Voix d'autorité. Les auteurs les plus célèbres de manuels scolaires étaient généralement des hommes blancs protestants, nés en Nouvelle-Angleterre, qui avaient fréquenté l'université ou d'autres écoles supérieures. Beaucoup enseignaient dans d'éminentes académies ou collèges du Nord. Le scientifique Alonzo Gray a enseigné à Phillips Andover dans le Massachusetts. Emma Willard, fondatrice du Troy Female Seminary à New York, a écrit une histoire populaire et un texte de géographie. John Hart, l'auteur d'éminents lecteurs de langue anglaise et de textes littéraires, était directeur à la prestigieuse Central High School de Philadelphie et plus tard professeur à Princeton. Comme beaucoup d'autres auteurs de manuels, il était un ministre ordonné dont la foi était inextricable à sa voix didactique. Les livres de ces auteurs avaient des vues culturelles communes (et généralement conservatrices) à l'égard de l'humanité, des relations entre les sexes, de la nature, du capital, du travail et du destin de l'Amérique. Ces voix d'autorité ont enseigné aux jeunes talentueux des préceptes intellectuels et moraux communs. Que ce soit dans les cours de chimie ou de philosophie naturelle, les élèves ont appris que la puissance de Dieu était très importante. La classification zoologique nommait l'homme «le seigneur du règne animal». . . et l'homme seul est créé à l'image de Dieu. Le Tout-Puissant exigeait un travail acharné et de la productivité à travers des problèmes de mathématiques qui liaient l'apprentissage et la vie, car les textes montraient que ceux qui étaient «sans équipe» finissaient par être pauvres.
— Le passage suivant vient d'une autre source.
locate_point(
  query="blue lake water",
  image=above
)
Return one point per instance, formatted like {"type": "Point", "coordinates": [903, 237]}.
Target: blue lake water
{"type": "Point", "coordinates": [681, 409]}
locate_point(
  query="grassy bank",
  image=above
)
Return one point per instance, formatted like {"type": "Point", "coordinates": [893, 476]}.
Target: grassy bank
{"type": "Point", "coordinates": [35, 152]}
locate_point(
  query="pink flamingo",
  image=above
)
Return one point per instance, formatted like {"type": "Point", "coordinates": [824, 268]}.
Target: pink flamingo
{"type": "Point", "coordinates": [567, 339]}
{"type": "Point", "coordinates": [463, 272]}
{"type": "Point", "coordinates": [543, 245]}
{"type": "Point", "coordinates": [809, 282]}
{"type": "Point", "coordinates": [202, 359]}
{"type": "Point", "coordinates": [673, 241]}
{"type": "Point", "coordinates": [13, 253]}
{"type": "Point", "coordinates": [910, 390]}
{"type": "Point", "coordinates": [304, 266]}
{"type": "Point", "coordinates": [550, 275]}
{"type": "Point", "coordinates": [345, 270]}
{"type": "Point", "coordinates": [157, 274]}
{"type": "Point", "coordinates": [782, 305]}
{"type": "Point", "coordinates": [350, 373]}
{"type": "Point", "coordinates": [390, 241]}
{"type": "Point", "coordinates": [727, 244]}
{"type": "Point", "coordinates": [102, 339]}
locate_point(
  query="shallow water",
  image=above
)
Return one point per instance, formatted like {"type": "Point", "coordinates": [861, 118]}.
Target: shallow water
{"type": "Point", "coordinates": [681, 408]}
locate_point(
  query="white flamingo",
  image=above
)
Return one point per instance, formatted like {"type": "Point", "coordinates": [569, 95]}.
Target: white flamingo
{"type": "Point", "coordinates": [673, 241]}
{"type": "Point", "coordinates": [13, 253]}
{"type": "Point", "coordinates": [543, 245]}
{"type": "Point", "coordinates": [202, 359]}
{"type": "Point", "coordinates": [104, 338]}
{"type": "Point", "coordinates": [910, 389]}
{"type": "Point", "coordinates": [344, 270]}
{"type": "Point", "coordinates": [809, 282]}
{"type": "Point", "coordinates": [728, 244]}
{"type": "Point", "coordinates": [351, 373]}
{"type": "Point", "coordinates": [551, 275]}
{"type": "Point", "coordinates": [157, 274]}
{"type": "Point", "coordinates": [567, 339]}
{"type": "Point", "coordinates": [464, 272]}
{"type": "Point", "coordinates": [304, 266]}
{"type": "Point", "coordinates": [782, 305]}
Les cours de grammaire promouvaient les idées dominantes sur la société et le goût bourgeois.

Parce que les manuels étaient si sélectifs d'un point de vue idéologique, les sudistes irrités ont averti les parents de «se méfier des livres yankees».

Sciences, mathématiques et valeurs. Le programme scolaire dépendait des manuels largement disponibles: les mathématiques, les sciences, l'anglais, l'histoire, la philosophie morale et des cours pratiques tels que la mensuration (l'étude de la mesure) et l'astronomie. La science était au cœur de l'enseignement secondaire et les grandes écoles proposaient la physique, la physiologie, la chimie, la botanique et parfois la géologie et la zoologie. Les lois de la science ont contribué à légitimer une société dont le système économique favorisait la croissance et la domination de l'homme sur la nature. Les textes de chimie du lycée, par exemple, promettaient une éducation pratique qui révélerait le fonctionnement d'un «Dieu bienfaisant qui bénissait toujours un peuple productif». En 1884, la Woman's Christian Temperance Union a officiellement approuvé une version d'un texte de physiologie de Dorman Steele qui s'appuyait sur la chimie pour lutter contre l'abus d'alcool, de tabac et de drogues. Les lois divines de la science protégeaient la jeunesse, promit Steele, mais seulement si les étudiants maîtrisaient la chimie. Il a expliqué que l'alcool était un stimulant, pas un dépresseur (une vision incorrecte, quoique largement répandue), et a permis «aux instincts animaux d'assumer la maîtrise de l'homme». L'association entre la connaissance des manuels et un comportement respectable était claire. Les éducateurs ont soutenu que la science entraînait également l'esprit, enseignait la logique et la raison et aiguisait les pouvoirs d'observation. De nombreux écrivains éducatifs de la fin des années 1800 ont reconnu l'importance des mathématiques comme providentielles. Les mathématiques faisaient partie intégrante du programme parce qu'elles «contribuaient à la diffusion de vues chrétiennes, républicaines et civilisées sur l'homme et la société». Une nation bénéficiant d'une expansion géographique avait besoin de mathématiques pour aider à construire de meilleures routes, arpenter les terres, construire des maisons et améliorer le commerce et l'entreprise humaine. «Dans les mines de l'Ouest, ils auront besoin de géométrie pour les aider dans l'exploitation minière et la fusion», prévient un manuel des années 1880. Ces manuels du XIXe siècle sont devenus aussi familiers et aussi influents que ceux de William McGuffey Lecteurs éclectiques (1836-1837) avait été à la multitudes dans les lycées.

Source

William J. Reese, Les origines du lycée américain (New Haven: Yale University Press, 1995), pp. 103–122.